James Bond está alquebrado, meio fora de forma, e o chefe de sua chefe M, quer aposentar ambos, por os entender velhos para a nova ordem de terrorismo eletrônico. No caso, um cyberterrorista capaz de invadir qualquer sistema e fazer estragos fenomenais com um click.
O ponto alto é a volta a uma velha mansão da infância do agente secreto, para onde ele atrai o terrorista cibernético valendo-se de um velho empregado e um rifle que pertencera a seu pai. Para quem ainda usa navalha, numa cena sensualíssima, faz todo o sentido.
Acrescenta que o vilão tem um viés homossexual e parece, a certa altura, querer mais transar com – do que matar o – seu rival. Para quem desde os anos 60 vem traçando todas as mulheres bonitas que passam perto de seu Aston Martin e de sua pistola, com o perdão do mau gosto, soa com um bom sinal dos tempos.
Os críticos estão dizendo que se trata do melhor dos 23 filmes do agente, que veio ao mundo sob o charme irresistível de Sean Connery, há 50 anos. Parece mesmo, dada a prevalência da trama, do jogo político e dos bons diálogos sobre o malabarismo dos anteriores. Mas não parece certo que Daniel Craig esteja se transformando no Bond definitivo, como já apregoaram Rubens Ewald Filho e Isabela Boscov, de Veja.
Para a retomada do estilo cerebral que fez a fama do primeiro Bond que a gente nunca esquece, faria mais sentido um sujeito comum, menos duro, musculoso e violento. A própria Isabela já havia dito que ele vinha mais letal e menos cérebro em Casino Royale, de 2006, sua estreia na franquia.

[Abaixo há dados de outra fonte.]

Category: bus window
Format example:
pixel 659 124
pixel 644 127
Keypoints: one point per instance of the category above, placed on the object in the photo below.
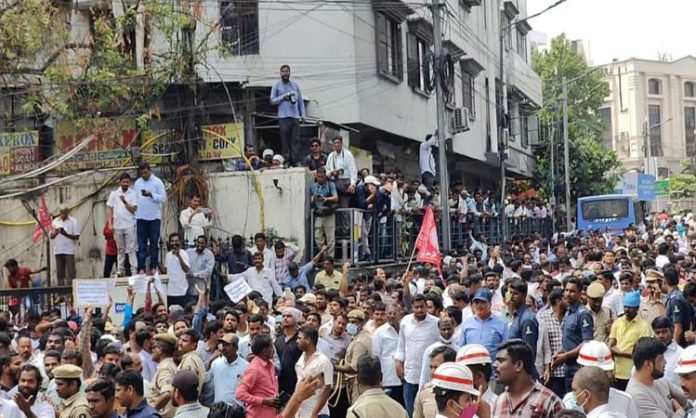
pixel 605 209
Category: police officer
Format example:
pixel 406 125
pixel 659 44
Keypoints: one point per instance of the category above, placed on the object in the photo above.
pixel 68 380
pixel 160 396
pixel 578 327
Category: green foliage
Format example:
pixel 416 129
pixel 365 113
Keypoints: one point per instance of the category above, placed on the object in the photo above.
pixel 593 168
pixel 97 73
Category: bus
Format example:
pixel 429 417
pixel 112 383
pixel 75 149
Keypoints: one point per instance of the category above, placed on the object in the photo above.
pixel 611 212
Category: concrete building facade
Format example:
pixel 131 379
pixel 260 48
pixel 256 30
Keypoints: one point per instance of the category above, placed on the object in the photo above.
pixel 651 112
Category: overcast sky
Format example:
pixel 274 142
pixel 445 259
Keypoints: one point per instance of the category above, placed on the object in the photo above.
pixel 622 28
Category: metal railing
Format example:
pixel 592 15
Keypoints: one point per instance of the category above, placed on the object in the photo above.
pixel 391 238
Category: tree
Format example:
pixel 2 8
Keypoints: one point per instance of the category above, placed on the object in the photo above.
pixel 593 168
pixel 131 52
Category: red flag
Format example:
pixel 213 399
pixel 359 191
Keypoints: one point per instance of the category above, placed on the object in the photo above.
pixel 44 218
pixel 426 242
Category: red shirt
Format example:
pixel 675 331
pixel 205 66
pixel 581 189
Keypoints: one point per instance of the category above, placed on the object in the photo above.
pixel 20 279
pixel 110 248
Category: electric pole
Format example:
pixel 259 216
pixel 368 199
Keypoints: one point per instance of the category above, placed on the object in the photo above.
pixel 441 127
pixel 501 123
pixel 566 162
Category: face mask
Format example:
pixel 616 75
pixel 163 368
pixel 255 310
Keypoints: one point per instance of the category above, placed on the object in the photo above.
pixel 469 411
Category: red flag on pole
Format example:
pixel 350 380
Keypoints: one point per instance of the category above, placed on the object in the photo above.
pixel 426 242
pixel 44 218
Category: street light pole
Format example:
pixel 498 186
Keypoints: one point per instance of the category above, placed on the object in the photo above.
pixel 441 127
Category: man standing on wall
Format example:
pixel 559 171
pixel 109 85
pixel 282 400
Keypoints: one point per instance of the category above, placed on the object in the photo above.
pixel 151 195
pixel 287 96
pixel 65 234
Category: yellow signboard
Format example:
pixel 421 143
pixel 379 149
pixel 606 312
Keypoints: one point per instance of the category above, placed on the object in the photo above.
pixel 109 145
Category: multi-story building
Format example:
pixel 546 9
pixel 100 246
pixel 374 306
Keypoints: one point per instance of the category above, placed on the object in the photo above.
pixel 651 112
pixel 364 67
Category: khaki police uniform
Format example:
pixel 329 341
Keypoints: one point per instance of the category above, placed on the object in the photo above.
pixel 75 406
pixel 192 361
pixel 161 383
pixel 376 403
pixel 359 346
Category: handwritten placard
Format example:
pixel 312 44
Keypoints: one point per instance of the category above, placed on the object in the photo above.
pixel 91 292
pixel 139 283
pixel 237 288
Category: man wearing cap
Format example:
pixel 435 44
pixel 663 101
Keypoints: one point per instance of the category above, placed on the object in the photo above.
pixel 578 327
pixel 373 402
pixel 597 354
pixel 226 371
pixel 652 305
pixel 654 397
pixel 664 331
pixel 185 396
pixel 446 327
pixel 455 394
pixel 591 389
pixel 360 345
pixel 484 328
pixel 287 349
pixel 190 360
pixel 68 379
pixel 601 315
pixel 625 332
pixel 677 309
pixel 524 323
pixel 686 369
pixel 550 342
pixel 478 360
pixel 523 397
pixel 612 296
pixel 160 396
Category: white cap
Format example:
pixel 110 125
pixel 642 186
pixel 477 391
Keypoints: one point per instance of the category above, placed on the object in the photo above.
pixel 596 353
pixel 687 361
pixel 454 376
pixel 473 354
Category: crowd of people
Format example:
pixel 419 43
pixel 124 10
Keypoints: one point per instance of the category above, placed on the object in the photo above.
pixel 586 324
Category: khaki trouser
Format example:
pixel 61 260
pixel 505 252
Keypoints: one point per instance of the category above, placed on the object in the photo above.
pixel 325 232
pixel 125 243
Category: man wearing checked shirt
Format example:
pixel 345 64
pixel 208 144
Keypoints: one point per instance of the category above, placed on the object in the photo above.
pixel 578 327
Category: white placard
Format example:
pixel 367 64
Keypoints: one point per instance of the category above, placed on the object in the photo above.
pixel 91 292
pixel 139 283
pixel 237 288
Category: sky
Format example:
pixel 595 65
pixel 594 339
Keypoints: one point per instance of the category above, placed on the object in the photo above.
pixel 622 28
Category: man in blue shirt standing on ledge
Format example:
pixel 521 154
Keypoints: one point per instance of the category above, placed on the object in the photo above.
pixel 150 195
pixel 287 96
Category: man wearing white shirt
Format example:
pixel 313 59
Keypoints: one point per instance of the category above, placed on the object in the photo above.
pixel 446 328
pixel 195 219
pixel 262 279
pixel 420 330
pixel 385 340
pixel 176 266
pixel 120 216
pixel 65 234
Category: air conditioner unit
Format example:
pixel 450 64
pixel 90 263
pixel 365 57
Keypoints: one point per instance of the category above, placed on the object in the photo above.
pixel 460 120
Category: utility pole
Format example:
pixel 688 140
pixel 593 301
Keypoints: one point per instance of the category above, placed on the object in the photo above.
pixel 438 6
pixel 566 162
pixel 501 122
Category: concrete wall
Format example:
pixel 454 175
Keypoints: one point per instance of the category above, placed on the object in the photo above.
pixel 233 199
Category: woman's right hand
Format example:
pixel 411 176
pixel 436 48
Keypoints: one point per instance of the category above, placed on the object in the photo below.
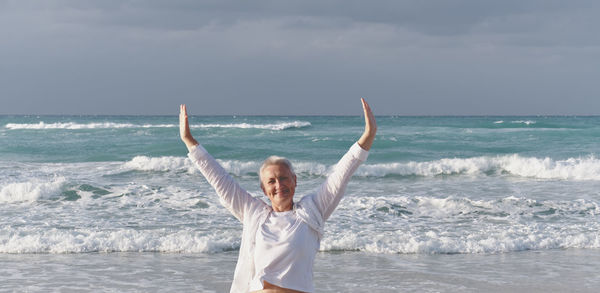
pixel 184 128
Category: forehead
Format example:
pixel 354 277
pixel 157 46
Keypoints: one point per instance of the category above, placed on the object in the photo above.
pixel 276 170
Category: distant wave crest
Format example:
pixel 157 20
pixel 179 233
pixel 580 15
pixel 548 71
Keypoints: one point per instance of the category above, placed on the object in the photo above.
pixel 114 125
pixel 271 126
pixel 587 168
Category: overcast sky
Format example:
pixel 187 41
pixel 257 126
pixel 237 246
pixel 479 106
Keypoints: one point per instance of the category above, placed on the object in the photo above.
pixel 446 57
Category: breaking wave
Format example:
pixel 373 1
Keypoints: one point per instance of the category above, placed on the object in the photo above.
pixel 586 168
pixel 113 125
pixel 31 191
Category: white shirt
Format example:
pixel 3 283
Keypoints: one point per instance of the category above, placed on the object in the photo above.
pixel 313 209
pixel 285 252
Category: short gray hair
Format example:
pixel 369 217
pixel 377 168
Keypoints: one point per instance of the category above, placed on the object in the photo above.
pixel 275 160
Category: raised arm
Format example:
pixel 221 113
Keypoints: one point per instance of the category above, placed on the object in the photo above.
pixel 184 129
pixel 331 191
pixel 237 200
pixel 366 140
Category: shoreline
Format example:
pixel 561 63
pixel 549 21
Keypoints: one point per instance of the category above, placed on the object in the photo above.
pixel 571 270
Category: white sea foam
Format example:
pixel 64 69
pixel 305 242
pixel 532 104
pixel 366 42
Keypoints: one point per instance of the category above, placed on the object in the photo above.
pixel 73 125
pixel 238 168
pixel 587 168
pixel 526 122
pixel 30 191
pixel 166 163
pixel 461 225
pixel 40 240
pixel 111 125
pixel 272 126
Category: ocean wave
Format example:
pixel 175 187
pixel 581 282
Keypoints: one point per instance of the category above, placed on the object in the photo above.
pixel 31 191
pixel 508 240
pixel 526 122
pixel 587 168
pixel 38 240
pixel 425 225
pixel 73 125
pixel 114 125
pixel 235 167
pixel 271 126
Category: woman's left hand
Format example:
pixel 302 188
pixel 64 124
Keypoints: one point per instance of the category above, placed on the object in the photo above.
pixel 366 140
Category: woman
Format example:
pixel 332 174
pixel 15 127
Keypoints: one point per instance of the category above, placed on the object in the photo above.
pixel 280 241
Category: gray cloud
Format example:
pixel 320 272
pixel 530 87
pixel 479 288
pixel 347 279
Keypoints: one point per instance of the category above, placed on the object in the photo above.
pixel 269 57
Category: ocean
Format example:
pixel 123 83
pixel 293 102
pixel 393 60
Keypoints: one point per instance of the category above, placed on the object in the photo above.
pixel 443 204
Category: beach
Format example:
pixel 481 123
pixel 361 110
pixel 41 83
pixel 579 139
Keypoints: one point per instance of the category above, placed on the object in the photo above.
pixel 529 271
pixel 443 204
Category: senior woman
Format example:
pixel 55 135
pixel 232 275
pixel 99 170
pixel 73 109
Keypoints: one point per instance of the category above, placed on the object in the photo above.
pixel 280 241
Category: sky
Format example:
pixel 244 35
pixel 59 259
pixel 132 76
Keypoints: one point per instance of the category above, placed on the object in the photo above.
pixel 310 57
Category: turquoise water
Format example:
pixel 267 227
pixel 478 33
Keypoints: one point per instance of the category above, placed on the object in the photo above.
pixel 432 185
pixel 443 204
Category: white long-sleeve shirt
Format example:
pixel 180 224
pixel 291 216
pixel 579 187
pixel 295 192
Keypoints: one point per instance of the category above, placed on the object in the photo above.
pixel 312 211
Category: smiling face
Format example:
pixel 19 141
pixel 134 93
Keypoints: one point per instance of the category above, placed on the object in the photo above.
pixel 279 184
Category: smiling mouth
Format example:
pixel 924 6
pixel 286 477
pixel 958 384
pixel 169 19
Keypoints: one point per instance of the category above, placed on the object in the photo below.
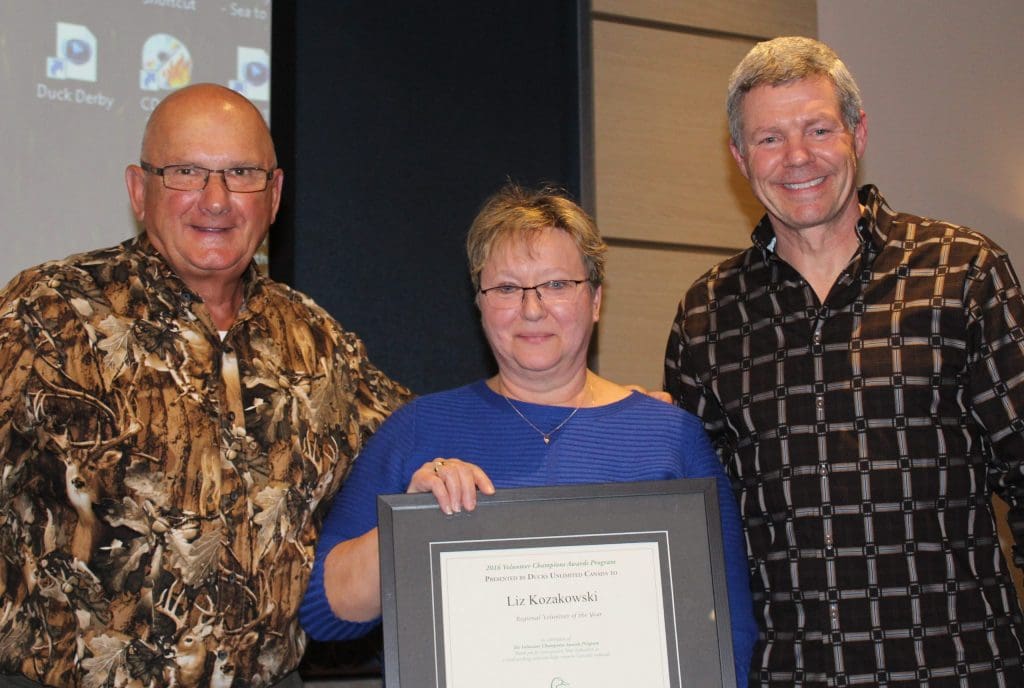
pixel 804 184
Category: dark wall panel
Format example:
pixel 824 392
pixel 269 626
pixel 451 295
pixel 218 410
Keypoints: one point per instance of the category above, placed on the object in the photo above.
pixel 394 121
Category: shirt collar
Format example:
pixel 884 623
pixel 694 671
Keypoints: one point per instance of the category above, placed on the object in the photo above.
pixel 872 227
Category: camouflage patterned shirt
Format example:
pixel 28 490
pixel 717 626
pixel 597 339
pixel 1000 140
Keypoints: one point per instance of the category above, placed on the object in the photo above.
pixel 161 488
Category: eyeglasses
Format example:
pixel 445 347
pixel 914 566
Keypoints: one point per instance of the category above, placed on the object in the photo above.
pixel 551 292
pixel 195 178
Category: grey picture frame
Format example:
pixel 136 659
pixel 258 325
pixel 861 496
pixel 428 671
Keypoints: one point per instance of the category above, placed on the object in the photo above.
pixel 681 516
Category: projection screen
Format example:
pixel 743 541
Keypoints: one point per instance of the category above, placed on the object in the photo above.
pixel 78 79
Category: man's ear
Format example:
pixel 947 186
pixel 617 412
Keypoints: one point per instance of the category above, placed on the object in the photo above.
pixel 740 161
pixel 135 181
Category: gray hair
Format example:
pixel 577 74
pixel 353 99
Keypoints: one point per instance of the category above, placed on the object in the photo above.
pixel 782 60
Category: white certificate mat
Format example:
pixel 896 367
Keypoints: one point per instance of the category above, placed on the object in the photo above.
pixel 584 615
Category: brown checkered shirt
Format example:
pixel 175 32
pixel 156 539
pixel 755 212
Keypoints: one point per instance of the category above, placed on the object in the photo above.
pixel 864 436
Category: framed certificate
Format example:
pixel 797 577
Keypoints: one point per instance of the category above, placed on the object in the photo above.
pixel 563 587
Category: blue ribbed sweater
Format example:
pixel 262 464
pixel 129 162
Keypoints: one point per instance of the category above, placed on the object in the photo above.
pixel 637 438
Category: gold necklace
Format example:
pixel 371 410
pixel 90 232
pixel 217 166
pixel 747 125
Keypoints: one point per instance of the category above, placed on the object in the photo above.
pixel 546 436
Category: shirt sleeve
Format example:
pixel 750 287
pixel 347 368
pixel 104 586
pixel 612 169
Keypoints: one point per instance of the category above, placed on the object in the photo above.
pixel 702 462
pixel 378 470
pixel 994 306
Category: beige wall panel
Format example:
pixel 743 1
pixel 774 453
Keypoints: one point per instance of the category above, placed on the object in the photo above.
pixel 751 17
pixel 643 288
pixel 663 168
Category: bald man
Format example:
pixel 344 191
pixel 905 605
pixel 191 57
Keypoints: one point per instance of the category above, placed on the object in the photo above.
pixel 172 424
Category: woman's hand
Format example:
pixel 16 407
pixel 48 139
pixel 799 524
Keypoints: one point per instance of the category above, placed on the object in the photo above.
pixel 454 483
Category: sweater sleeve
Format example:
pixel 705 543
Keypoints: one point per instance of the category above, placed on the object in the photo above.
pixel 702 462
pixel 378 470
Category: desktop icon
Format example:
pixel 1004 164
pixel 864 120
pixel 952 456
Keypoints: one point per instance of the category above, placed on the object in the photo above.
pixel 253 80
pixel 166 63
pixel 76 53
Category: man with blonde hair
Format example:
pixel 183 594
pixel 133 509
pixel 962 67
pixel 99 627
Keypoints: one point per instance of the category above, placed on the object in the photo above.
pixel 861 374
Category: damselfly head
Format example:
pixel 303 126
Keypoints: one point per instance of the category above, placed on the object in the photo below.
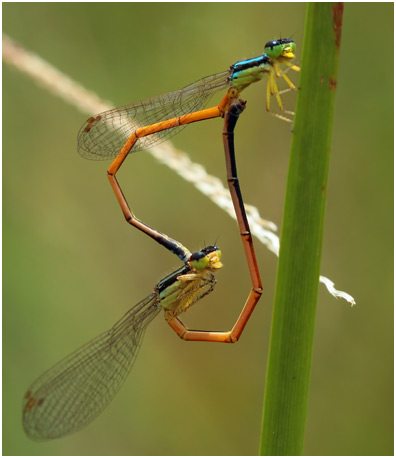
pixel 208 258
pixel 284 47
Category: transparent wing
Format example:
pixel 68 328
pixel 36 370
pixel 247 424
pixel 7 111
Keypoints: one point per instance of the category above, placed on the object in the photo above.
pixel 103 136
pixel 76 390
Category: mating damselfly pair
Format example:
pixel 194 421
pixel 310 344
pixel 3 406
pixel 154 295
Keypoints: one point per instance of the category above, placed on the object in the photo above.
pixel 73 392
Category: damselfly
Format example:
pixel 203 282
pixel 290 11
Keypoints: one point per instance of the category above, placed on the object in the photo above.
pixel 76 390
pixel 141 125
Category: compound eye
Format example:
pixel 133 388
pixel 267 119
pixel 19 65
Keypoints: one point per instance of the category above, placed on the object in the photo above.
pixel 197 256
pixel 273 49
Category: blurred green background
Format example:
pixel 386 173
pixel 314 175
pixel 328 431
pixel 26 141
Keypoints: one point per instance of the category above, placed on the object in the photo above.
pixel 72 266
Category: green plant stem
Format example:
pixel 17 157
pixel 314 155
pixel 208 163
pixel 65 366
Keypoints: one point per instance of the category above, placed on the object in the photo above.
pixel 292 332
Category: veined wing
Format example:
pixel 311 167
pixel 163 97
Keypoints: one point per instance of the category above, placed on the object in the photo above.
pixel 76 390
pixel 102 137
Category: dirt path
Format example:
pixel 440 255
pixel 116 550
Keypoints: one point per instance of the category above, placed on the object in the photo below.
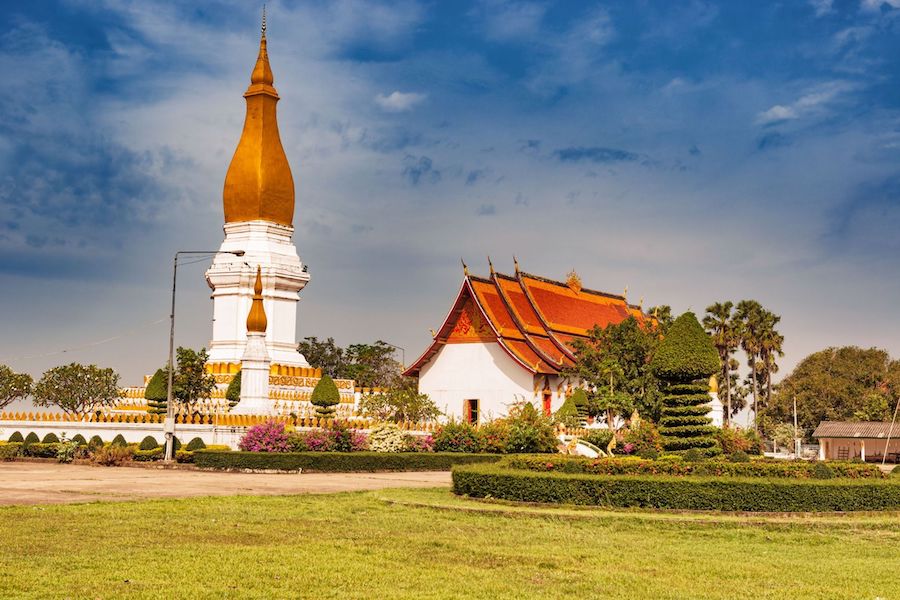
pixel 39 483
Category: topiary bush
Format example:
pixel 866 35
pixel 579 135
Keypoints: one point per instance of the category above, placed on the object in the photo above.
pixel 157 392
pixel 148 443
pixel 233 393
pixel 684 361
pixel 195 444
pixel 325 397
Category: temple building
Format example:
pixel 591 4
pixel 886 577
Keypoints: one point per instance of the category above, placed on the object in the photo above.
pixel 508 339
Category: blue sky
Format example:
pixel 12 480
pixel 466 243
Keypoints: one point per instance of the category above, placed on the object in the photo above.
pixel 692 151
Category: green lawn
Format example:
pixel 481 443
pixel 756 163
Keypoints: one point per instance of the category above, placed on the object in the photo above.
pixel 383 545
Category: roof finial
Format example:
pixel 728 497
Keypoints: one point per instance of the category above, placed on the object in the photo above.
pixel 264 22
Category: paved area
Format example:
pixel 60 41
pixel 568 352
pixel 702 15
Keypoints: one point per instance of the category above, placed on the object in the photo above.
pixel 43 483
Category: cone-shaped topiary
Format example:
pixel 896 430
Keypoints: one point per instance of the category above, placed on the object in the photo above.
pixel 683 362
pixel 233 393
pixel 149 443
pixel 157 392
pixel 195 444
pixel 325 396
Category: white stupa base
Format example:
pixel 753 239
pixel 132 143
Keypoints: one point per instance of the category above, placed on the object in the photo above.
pixel 231 279
pixel 255 379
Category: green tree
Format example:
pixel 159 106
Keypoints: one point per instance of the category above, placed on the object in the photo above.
pixel 325 355
pixel 839 384
pixel 724 331
pixel 191 382
pixel 684 361
pixel 613 365
pixel 77 388
pixel 325 397
pixel 373 365
pixel 13 386
pixel 157 392
pixel 233 393
pixel 402 403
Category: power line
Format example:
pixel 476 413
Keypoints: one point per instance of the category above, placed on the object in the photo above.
pixel 89 344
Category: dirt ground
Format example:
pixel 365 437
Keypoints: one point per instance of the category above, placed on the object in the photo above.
pixel 49 483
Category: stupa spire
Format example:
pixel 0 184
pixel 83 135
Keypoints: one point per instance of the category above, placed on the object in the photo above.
pixel 256 320
pixel 259 184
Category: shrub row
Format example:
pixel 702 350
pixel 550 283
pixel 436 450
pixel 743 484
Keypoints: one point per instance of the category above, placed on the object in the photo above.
pixel 684 493
pixel 678 467
pixel 337 461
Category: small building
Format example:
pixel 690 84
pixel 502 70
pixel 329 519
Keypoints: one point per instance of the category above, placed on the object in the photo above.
pixel 866 440
pixel 509 338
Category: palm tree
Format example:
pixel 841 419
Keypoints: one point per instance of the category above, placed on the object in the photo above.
pixel 770 347
pixel 724 332
pixel 750 315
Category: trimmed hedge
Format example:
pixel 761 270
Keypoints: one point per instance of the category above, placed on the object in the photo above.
pixel 338 461
pixel 716 468
pixel 10 451
pixel 683 493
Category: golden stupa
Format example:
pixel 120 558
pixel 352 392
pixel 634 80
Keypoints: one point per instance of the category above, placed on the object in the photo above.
pixel 259 184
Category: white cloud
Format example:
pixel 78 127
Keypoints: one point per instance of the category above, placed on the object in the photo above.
pixel 398 101
pixel 875 5
pixel 822 7
pixel 810 104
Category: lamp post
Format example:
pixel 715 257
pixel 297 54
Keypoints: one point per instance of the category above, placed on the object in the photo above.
pixel 402 351
pixel 169 423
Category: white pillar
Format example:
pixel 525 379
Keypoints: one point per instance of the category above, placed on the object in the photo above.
pixel 255 378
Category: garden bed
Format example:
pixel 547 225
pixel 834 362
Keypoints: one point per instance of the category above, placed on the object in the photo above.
pixel 675 492
pixel 333 462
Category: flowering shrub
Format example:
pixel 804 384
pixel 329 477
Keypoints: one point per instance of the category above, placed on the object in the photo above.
pixel 420 443
pixel 265 437
pixel 457 437
pixel 387 438
pixel 338 438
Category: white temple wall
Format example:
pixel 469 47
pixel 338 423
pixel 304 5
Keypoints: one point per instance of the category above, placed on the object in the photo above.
pixel 477 370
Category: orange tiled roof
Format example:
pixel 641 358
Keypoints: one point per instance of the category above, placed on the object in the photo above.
pixel 535 320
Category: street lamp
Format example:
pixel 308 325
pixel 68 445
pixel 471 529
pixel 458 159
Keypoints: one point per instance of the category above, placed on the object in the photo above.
pixel 169 424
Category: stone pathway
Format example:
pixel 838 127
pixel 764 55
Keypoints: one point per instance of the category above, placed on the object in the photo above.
pixel 48 483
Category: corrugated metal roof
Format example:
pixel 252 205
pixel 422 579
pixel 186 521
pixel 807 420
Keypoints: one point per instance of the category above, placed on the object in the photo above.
pixel 863 429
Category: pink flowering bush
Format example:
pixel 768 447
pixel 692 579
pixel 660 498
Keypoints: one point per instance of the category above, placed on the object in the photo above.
pixel 265 437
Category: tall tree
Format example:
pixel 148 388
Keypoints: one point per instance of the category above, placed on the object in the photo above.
pixel 325 355
pixel 724 331
pixel 77 388
pixel 838 384
pixel 191 382
pixel 749 316
pixel 13 386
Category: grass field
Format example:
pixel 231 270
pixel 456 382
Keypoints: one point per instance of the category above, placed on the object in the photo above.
pixel 429 544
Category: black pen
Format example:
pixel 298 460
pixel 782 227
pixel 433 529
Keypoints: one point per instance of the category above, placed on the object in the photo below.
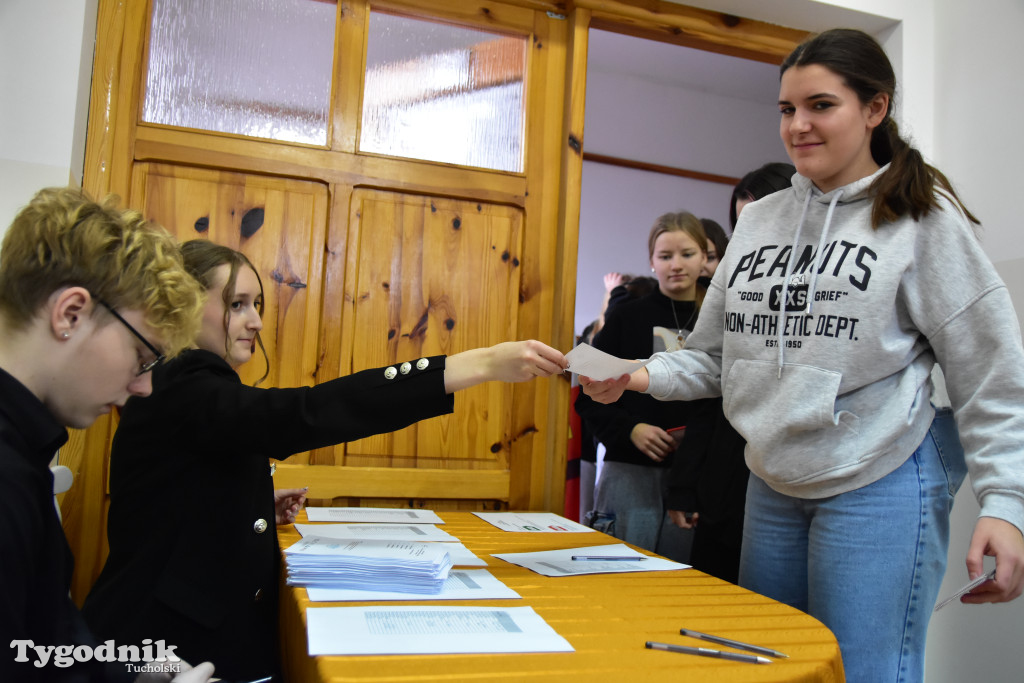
pixel 705 652
pixel 732 643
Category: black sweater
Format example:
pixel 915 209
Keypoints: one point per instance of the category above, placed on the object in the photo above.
pixel 194 548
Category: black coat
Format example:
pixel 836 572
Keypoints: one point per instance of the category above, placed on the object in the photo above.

Um Kevin Spacey, digamos, para lembrar de Beleza Americana, o grande sucesso do diretor Sam Mendes, uma curiosa escolha para dirigir um filme de ação. O fato de ter obtido seu Oscar por dirigir a história de um sujeito fora de forma, que reavalia seu casamento e sua vidinha besta depois que se interessa pela coleguinha da filha, parece fazer todo sentudo nesse filme em que a decadência do agente mais charmoso da história parece estar em questão.